The PU learning approach introduced by [EN08] is an insightful first leap into the world of systematic model improvement on imperfect data. But this approach isn’t without its caveats. It is a highly restricted case (one of the classes must be perfect and it only works for binary classification).

This method is also sensitive to the accuracy of the model’s predicted probabilities since $c = p(\tilde{y} = 1 \mid y^* = 1)$ is calculated by averaging predicted probabilities.

Next lecture, we will unveil how you can estimate $f(x)$ without these assumptions for the general case (multi-class classification – applicable to most real-world datasets (e.g. language models, computer vision models, etc.). This is an area of machine learning that automatically finds label errors in any multi-class ML dataset known as “confident learning” developed here at MIT [NJC21]. Confident learning introduces robustness to imperfect model predicted probabilities, generalized to any number of classes, and allow any class to be mislabeled as any other class.

Lab

Lab assignments for each lecture in this course are available in the dcai-lab GitHub repository.
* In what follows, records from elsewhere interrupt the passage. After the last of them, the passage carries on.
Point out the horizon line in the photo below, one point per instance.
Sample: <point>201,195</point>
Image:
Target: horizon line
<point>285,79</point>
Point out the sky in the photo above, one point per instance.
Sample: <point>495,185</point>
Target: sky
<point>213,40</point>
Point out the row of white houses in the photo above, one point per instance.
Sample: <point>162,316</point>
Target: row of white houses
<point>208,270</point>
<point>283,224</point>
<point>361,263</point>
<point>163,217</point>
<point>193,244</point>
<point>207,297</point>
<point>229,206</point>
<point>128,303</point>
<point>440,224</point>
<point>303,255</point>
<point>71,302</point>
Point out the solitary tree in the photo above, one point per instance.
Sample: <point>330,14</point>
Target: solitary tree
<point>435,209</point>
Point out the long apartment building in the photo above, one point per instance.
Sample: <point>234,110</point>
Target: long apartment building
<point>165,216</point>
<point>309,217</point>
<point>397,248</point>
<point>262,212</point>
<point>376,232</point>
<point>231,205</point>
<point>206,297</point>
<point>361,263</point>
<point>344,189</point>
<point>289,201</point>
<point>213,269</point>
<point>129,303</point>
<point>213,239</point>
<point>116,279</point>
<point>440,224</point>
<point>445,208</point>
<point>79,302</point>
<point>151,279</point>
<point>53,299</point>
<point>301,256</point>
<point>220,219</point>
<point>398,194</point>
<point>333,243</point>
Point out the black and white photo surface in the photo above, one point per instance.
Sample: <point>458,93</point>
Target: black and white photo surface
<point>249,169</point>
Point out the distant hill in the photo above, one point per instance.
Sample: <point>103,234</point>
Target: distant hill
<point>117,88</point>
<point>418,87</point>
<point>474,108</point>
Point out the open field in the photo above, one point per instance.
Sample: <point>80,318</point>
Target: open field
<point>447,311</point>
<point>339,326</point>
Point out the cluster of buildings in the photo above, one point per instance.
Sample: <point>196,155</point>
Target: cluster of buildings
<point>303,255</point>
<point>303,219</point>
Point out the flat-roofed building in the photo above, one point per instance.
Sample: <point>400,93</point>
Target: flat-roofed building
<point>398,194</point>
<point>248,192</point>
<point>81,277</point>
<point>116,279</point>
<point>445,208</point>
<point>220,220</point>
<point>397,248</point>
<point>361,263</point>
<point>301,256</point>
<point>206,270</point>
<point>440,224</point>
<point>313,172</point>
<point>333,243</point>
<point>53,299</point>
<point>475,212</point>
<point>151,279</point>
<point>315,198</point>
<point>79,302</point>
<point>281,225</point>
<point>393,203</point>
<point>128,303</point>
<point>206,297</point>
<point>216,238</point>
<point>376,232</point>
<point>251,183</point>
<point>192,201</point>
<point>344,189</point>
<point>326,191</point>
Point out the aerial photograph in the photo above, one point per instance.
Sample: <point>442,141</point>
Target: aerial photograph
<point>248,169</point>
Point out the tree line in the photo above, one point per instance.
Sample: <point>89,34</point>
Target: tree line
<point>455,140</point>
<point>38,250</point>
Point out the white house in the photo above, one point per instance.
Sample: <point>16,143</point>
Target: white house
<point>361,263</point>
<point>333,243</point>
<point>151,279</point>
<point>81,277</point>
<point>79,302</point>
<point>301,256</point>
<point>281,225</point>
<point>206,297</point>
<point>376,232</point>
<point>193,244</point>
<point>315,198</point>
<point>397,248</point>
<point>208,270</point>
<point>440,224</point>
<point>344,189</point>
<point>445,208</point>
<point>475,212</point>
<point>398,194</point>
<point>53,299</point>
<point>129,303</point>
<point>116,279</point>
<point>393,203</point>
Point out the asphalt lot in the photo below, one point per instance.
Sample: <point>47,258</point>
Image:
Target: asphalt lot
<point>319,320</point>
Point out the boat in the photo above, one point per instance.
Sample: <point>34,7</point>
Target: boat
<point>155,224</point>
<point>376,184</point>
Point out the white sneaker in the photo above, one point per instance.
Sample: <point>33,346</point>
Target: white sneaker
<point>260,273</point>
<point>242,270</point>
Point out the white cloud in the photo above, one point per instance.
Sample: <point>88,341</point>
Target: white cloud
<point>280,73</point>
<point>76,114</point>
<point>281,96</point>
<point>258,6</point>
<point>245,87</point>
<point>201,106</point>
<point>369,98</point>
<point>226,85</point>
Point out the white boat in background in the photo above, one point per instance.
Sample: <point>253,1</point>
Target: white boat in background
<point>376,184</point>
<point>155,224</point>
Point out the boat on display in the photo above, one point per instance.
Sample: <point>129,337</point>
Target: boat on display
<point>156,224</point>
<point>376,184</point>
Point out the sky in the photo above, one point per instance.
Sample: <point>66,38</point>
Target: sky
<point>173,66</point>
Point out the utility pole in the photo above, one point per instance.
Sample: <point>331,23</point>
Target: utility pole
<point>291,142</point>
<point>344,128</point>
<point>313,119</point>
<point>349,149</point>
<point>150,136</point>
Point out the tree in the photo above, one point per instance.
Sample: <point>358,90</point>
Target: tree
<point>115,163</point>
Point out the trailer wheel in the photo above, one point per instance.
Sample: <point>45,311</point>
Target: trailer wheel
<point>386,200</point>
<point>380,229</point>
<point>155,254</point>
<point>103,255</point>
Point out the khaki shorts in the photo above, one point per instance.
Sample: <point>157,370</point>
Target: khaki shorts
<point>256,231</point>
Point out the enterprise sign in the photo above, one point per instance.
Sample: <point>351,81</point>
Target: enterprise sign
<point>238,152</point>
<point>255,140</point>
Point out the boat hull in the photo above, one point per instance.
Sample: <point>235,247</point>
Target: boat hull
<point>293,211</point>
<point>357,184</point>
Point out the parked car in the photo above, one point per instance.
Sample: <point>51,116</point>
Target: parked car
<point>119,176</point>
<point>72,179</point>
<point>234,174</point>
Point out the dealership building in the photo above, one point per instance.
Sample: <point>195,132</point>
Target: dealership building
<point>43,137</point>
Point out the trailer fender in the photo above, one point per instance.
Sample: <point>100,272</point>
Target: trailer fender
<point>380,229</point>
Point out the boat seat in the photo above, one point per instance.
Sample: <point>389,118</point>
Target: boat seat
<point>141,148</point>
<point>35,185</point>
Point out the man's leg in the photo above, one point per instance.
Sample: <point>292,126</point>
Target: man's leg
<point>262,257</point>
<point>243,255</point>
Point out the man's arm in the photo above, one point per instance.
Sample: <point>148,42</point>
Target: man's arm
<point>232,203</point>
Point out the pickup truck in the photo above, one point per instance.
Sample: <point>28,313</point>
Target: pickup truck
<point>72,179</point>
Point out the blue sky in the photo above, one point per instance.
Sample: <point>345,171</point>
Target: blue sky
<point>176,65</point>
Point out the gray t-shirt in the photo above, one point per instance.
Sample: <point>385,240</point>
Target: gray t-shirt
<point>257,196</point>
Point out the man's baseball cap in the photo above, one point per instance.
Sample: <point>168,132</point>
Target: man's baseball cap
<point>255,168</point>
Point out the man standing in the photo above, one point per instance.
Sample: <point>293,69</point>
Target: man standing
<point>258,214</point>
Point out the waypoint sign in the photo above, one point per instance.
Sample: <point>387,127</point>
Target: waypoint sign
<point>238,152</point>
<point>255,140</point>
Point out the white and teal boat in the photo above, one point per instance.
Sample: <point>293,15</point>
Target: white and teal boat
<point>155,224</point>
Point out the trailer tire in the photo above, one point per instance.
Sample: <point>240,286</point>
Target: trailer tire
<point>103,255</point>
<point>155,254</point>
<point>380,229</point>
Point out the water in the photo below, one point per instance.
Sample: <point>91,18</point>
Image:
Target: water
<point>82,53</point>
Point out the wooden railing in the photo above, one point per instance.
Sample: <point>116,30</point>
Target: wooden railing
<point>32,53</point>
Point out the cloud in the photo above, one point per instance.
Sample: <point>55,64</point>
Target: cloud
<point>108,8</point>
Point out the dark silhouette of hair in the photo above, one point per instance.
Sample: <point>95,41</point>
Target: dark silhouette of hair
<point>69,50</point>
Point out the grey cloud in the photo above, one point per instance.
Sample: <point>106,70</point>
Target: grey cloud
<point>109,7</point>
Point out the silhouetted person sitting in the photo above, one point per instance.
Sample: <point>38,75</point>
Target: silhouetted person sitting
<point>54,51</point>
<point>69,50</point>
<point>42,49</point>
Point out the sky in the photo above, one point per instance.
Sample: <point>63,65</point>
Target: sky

Get started with:

$ git clone https://github.com/dcai-course/dcai-lab

Remember to run a git pull before doing every lab, to make sure you have the latest version of the labs. Alternatively you can just download individual files yourself from dcai-lab.

The first lab assignment, in data_centric_model_centric/Lab - Data-Centric AI vs Model-Centric AI.ipynb, walks you through an ML task of building a text classifier, and illustrates the power (and often simplicity) of data-centric approaches.

References

[EN08] Elkan, C. and Noto, K. Learning Classifiers from Only Positive and Unlabeled Data. KDD, 2008.

[G21] Press, G. Andrew Ng Launches A Campaign For Data-Centric AI. Forbes, 2021.

[B09] Bengio, Y., et al. Curriculum Learning. ICML, 2009.

[NJC21] Northcutt, C., Jiang, L., Chuang, I.L. Confident Learning: Estimating Uncertainty in Dataset Labels. Journal of Artifical Intelligence Research, 2021.

[R16] Redman, T. Bad Data Costs the U.S. $3 Trillion Per Year. Harvard Business Review, 2016.

[S22] Strickland, E. Andrew Ng: Unbiggen AI. IEEE Spectrum, 2022.

[C23] Chiang, T. ChatGPT is a Blurry JPEG of the Web. New Yorker, 2023.